Carter played a central role in promoting Habitat for Humanity, which provides housing for the needy, and was an alternative energy pioneer, installing solar panels in the White House. (Reagan removed them.)

The Carters had four children and several grandchildren, including James Carter IV, who is credited with playing a crucial role in the 2012 election when he discovered a video of Mitt Romney denigrating 47% of Americans.

James Earl Carter Jr. grew up in Plains, Georgia, a town of fewer than 1,000 people about 150 miles south of Atlanta. A graduate of the US Naval Academy, he rose to the rank of lieutenant and worked on the emerging nuclear submarine program. After his father’s death in 1953, he began farming peanuts. He was elected to the Georgia Senate and won the governor’s office in 1970. He called on the state to move beyond racial segregation.
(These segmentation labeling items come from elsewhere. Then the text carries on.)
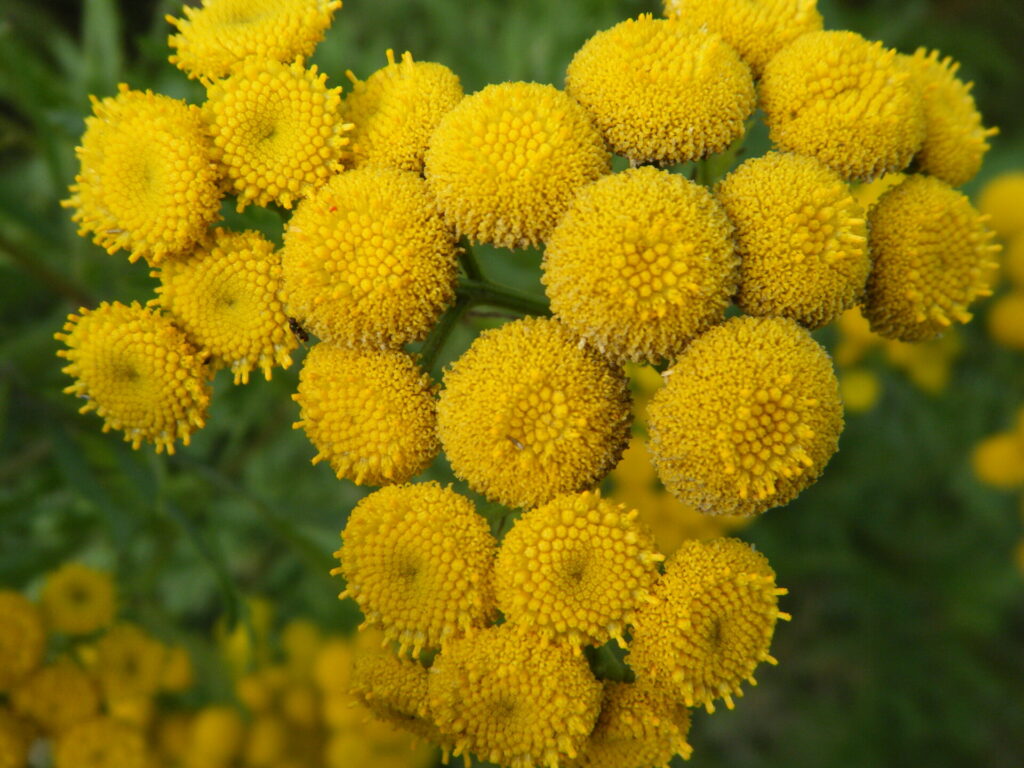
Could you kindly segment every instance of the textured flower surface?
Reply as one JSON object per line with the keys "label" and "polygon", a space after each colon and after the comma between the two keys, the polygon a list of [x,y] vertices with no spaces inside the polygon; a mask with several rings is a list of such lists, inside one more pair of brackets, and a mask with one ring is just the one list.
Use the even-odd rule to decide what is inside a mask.
{"label": "textured flower surface", "polygon": [[831,360],[783,317],[733,317],[666,373],[649,410],[662,482],[710,514],[757,514],[814,482],[836,453],[843,407]]}
{"label": "textured flower surface", "polygon": [[637,616],[626,660],[638,683],[668,686],[687,707],[742,695],[768,653],[778,610],[775,571],[738,539],[686,542],[665,565],[655,602]]}
{"label": "textured flower surface", "polygon": [[455,755],[509,768],[574,758],[601,705],[582,655],[507,624],[447,643],[428,680],[430,712]]}
{"label": "textured flower surface", "polygon": [[341,170],[352,126],[341,117],[341,88],[301,59],[247,59],[209,82],[203,120],[213,158],[238,210],[250,203],[291,208]]}
{"label": "textured flower surface", "polygon": [[906,168],[925,139],[925,117],[896,55],[855,32],[797,38],[761,80],[772,142],[815,157],[847,179]]}
{"label": "textured flower surface", "polygon": [[135,261],[190,249],[220,214],[218,171],[200,110],[122,83],[92,100],[71,197],[79,234]]}
{"label": "textured flower surface", "polygon": [[342,597],[401,651],[437,648],[494,618],[497,544],[473,503],[436,482],[381,488],[352,510],[336,552]]}
{"label": "textured flower surface", "polygon": [[565,90],[614,153],[662,166],[725,150],[757,101],[750,68],[719,35],[649,13],[588,40]]}
{"label": "textured flower surface", "polygon": [[702,186],[637,168],[584,187],[544,254],[555,315],[610,359],[674,357],[725,316],[732,225]]}
{"label": "textured flower surface", "polygon": [[425,172],[460,234],[504,248],[546,240],[573,196],[610,170],[587,112],[540,83],[467,96],[430,138]]}
{"label": "textured flower surface", "polygon": [[481,333],[444,373],[437,403],[456,475],[509,507],[593,487],[618,462],[629,427],[622,372],[541,317]]}
{"label": "textured flower surface", "polygon": [[404,352],[316,344],[299,374],[302,428],[338,478],[404,482],[437,455],[433,382]]}
{"label": "textured flower surface", "polygon": [[744,312],[820,328],[860,299],[871,266],[864,212],[835,171],[769,153],[739,166],[715,195],[736,227]]}
{"label": "textured flower surface", "polygon": [[509,624],[543,638],[625,647],[623,634],[664,559],[636,510],[597,492],[558,496],[526,512],[502,541],[498,607]]}
{"label": "textured flower surface", "polygon": [[167,44],[172,65],[190,78],[220,78],[250,56],[291,61],[308,56],[331,26],[341,0],[203,0],[183,18],[167,16],[177,33]]}
{"label": "textured flower surface", "polygon": [[867,216],[871,274],[864,316],[871,330],[926,341],[953,323],[988,286],[999,247],[966,196],[932,176],[909,176]]}
{"label": "textured flower surface", "polygon": [[143,441],[157,453],[188,444],[205,424],[210,402],[208,372],[196,348],[167,317],[136,302],[102,302],[96,309],[68,315],[54,335],[68,349],[62,371],[75,379],[65,392],[85,399],[79,413],[95,411],[103,431],[123,430],[137,449]]}
{"label": "textured flower surface", "polygon": [[352,91],[345,97],[345,119],[352,132],[355,167],[380,165],[403,171],[423,171],[430,134],[463,97],[462,83],[444,65],[414,61],[406,51],[401,60],[387,51],[387,66],[366,81],[351,72]]}
{"label": "textured flower surface", "polygon": [[360,168],[296,209],[285,232],[288,310],[322,339],[399,347],[455,298],[455,234],[423,179]]}
{"label": "textured flower surface", "polygon": [[187,256],[153,273],[158,302],[200,348],[202,356],[248,384],[254,369],[270,378],[292,365],[296,346],[281,302],[281,254],[257,231],[217,228]]}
Carter’s mix of moral authority and popular charisma led to moments of unusually open national dialogue. In a 1979 speech, he spoke for half an hour, semi-spontaneously, about a “crisis of confidence” – “a fundamental threat to American democracy…that is almost invisible in ordinary ways.” Americans had fallen into a cult of “indulgence and consumption,” he said, only to learn “that the accumulation of material goods cannot fill the emptiness of lives without self-confidence and meaning.”

Jimmy Carter goes to her house with his wife Rosalynn Carter. Photo: The Washington Post/Getty Images

The speech hit the nerve of the times: Carter’s popularity rose by 11 points. But after Reagan and others reframed the speech as a self-congratulatory exploration of personal malaise, the speech became a liability.

James Fallows, a former Carter speechwriter, wrote in 1979 that the president suffered from an inability to make a splash but “in the Lord’s judgment would certainly eclipse most other leaders.”

Carter outlived them both Presidents who followed him, Reagan and George HW Bush. He will be buried in Georgia.